I'm enrolled in an optimization class that teaches solutions in SAS and Risk Solver (in Excel). These, unfortunately, are not free and I'm afraid that I will not have access to them following the program. Here, I'm presenting a homework problem that we had (for which I've also included the solution in SAS). What I would like to know is which packages to use to solve these types of problems in python and R, and if possible, some example code in either of those languages.
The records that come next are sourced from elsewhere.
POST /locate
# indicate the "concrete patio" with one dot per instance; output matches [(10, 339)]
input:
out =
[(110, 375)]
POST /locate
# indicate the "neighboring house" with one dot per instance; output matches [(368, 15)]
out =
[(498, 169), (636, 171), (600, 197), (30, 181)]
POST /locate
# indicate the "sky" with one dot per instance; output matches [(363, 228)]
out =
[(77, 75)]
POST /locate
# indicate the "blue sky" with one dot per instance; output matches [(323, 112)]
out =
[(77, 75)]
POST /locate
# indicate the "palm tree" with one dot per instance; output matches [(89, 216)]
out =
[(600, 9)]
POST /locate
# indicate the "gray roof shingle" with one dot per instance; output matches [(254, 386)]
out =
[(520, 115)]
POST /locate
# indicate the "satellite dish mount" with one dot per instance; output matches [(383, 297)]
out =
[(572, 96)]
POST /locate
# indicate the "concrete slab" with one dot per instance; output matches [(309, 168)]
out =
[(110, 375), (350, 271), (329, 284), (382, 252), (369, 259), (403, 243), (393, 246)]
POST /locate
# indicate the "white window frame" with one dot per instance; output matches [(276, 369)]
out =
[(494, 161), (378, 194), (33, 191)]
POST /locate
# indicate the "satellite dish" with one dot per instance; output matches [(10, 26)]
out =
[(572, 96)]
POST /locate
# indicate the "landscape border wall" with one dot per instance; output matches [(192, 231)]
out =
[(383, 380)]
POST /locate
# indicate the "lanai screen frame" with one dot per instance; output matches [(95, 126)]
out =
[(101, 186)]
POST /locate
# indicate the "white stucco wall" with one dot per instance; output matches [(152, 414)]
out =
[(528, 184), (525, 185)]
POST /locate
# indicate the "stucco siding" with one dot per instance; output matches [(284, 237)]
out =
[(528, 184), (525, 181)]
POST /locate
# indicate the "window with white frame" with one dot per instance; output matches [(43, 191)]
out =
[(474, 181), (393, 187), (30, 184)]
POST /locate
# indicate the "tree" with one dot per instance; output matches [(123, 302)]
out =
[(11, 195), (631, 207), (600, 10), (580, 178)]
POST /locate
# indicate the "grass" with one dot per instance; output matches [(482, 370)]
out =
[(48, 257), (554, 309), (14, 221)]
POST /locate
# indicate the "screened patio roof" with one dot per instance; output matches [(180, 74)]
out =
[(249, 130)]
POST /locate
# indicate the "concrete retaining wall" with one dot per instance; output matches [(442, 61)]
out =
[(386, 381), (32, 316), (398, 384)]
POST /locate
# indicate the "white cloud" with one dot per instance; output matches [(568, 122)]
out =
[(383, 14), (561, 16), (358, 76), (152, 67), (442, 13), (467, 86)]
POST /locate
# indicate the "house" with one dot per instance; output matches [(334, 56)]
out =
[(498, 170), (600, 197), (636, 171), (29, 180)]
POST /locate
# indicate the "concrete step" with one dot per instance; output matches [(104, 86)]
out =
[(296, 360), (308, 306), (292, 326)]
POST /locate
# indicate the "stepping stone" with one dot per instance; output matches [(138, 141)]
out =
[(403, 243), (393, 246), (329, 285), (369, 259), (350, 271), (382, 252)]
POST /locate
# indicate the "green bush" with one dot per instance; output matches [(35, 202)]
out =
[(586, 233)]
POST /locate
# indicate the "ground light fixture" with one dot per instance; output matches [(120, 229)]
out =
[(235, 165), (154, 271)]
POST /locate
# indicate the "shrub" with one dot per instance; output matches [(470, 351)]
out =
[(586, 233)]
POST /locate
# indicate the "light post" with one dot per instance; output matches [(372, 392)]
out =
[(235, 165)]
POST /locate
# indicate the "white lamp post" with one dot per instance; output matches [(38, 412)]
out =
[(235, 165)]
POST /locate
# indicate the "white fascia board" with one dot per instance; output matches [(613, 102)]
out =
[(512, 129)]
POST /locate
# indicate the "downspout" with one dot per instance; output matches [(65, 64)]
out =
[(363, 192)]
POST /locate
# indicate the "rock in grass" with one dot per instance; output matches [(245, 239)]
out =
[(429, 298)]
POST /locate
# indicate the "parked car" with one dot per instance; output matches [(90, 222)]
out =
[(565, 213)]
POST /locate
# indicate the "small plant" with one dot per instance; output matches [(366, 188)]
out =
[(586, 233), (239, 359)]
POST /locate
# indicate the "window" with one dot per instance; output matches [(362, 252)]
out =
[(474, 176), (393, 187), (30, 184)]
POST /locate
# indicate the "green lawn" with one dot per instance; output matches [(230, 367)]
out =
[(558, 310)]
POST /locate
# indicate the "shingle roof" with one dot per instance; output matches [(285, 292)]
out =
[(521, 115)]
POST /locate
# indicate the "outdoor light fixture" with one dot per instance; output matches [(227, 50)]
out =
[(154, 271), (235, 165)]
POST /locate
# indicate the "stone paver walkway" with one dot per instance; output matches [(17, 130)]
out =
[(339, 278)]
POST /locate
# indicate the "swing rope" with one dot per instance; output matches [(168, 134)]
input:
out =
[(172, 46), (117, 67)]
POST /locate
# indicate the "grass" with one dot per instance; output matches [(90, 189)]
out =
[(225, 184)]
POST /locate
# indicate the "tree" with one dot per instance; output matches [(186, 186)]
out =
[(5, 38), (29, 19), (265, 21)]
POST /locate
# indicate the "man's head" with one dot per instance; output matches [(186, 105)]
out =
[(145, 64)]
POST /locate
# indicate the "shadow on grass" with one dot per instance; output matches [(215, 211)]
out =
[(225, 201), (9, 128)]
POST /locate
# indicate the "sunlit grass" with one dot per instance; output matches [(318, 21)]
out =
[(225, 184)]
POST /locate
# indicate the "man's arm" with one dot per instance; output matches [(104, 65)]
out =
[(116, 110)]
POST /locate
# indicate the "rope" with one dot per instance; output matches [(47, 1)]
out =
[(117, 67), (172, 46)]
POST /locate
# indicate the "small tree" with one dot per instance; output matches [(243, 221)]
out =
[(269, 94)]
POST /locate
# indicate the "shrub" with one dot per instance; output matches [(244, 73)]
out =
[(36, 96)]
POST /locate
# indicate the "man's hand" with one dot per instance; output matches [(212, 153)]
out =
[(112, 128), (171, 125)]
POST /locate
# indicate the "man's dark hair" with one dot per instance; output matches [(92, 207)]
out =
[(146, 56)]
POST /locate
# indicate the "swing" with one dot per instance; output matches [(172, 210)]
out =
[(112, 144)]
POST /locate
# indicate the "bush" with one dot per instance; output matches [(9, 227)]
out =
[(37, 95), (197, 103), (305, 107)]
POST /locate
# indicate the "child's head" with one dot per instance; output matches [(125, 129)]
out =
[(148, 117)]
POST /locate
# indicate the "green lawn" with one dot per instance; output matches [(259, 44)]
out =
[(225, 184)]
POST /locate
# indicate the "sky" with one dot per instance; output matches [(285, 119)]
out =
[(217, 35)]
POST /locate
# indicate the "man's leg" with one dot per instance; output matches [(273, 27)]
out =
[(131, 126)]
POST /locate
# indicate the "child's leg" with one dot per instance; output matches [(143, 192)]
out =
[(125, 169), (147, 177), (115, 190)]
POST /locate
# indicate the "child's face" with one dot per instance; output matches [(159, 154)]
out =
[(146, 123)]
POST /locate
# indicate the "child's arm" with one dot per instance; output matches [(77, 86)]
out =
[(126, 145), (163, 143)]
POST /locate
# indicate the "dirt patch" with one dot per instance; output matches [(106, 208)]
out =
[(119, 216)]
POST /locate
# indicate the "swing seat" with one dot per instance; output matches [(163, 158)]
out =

This was a 3 part problem. This is only part 1:

*An oil company produces three brands of oils: Regular, Multigrade, and Supreme. Each brand of oil is composed of one or more of four crude stocks, each having a different viscosity index. The relevant data concerning the crude stocks are:*

```
Crude Stock Viscosity Index Cost($/barrel) Supply per day (barrels)
1 20 7.10 1000
2 40 8.50 1100
3 30 7.70 1200
40 55 9.00 1100
```

*Each brand of oil must meet a minimum standard for viscosity index, and each brand thus sells at a different price. The relevant data concerning the three brands of oil are:*

```
Brand Min. Viscosity Index Selling Price ($/barrel) Daily Demand (barrels)
Regular 25 8.50 2000
Multigrade 35 9.00 1500
Supreme 50 10.00 750
```

*Determine an optimal production plan for a single day, assuming that all oil produced during this day can be either sold or stored at negligible cost.
Assume that the daily demands represent potential sales. In other words, the model should contain demand ceilings (upper limits). What is the optimal profit under these assumptions?*

Here's the SAS solution for this part of the problem:

```
PROC OPTMODEL;
VAR s1 >=0, s2 >=0, s3 >=0, s4 >=0,
m1 >=0, m2 >=0, m3 >=0, m4 >=0,
r1 >=0, r2 >=0, r3 >=0, r4 >=0;
MAX profit=(10*(s1+s2+s3+s4)+9*(m1+m2+m3+m4)+8.5*(r1+r2+r3+r4))
-(7.1*(s1+m1+r1)+8.5*(s2+m2+r2)+7.7*(s3+m3+r3)+9*(s4+m4+r4));
CON crude1supply: s1+m1+r1<=1000;
CON crude2supply: s2+m2+r2<=1100;
CON crude3supply: s3+m3+r3<=1200;
CON crude4supply: s4+m4+r4<=1100;
CON supremedemand: s1+s2+s3+s4<=750;
CON multgraddemand: m1+m2+m3+m4<=1500;
CON regulardemand: r1+r2+r3+r4<=2000;
CON v_supreme: (1/(s1+s2+s3+s4))*(20*s1+40*s2+30*s3+55*s4)>=50;
CON v_multgrad: (1/(m1+m2+m3+m4))*(20*m1+40*m2+30*m3+55*m4)>=35;
CON v_regular: (1/(r1+r2+r3+r4))*(20*r1+40*r2+30*r3+55*r4)>=25;
SOLVE;
PRINT s1 s2 s3 s4
m1 m2 m3 m4
r1 r2 r3 r4
profit;
QUIT;
```

To restate my questions: what are the best packages to use to solve these types of problems in python and/or R? Can you provide some sample code (or resources) for how to solve this problem in python and/or R?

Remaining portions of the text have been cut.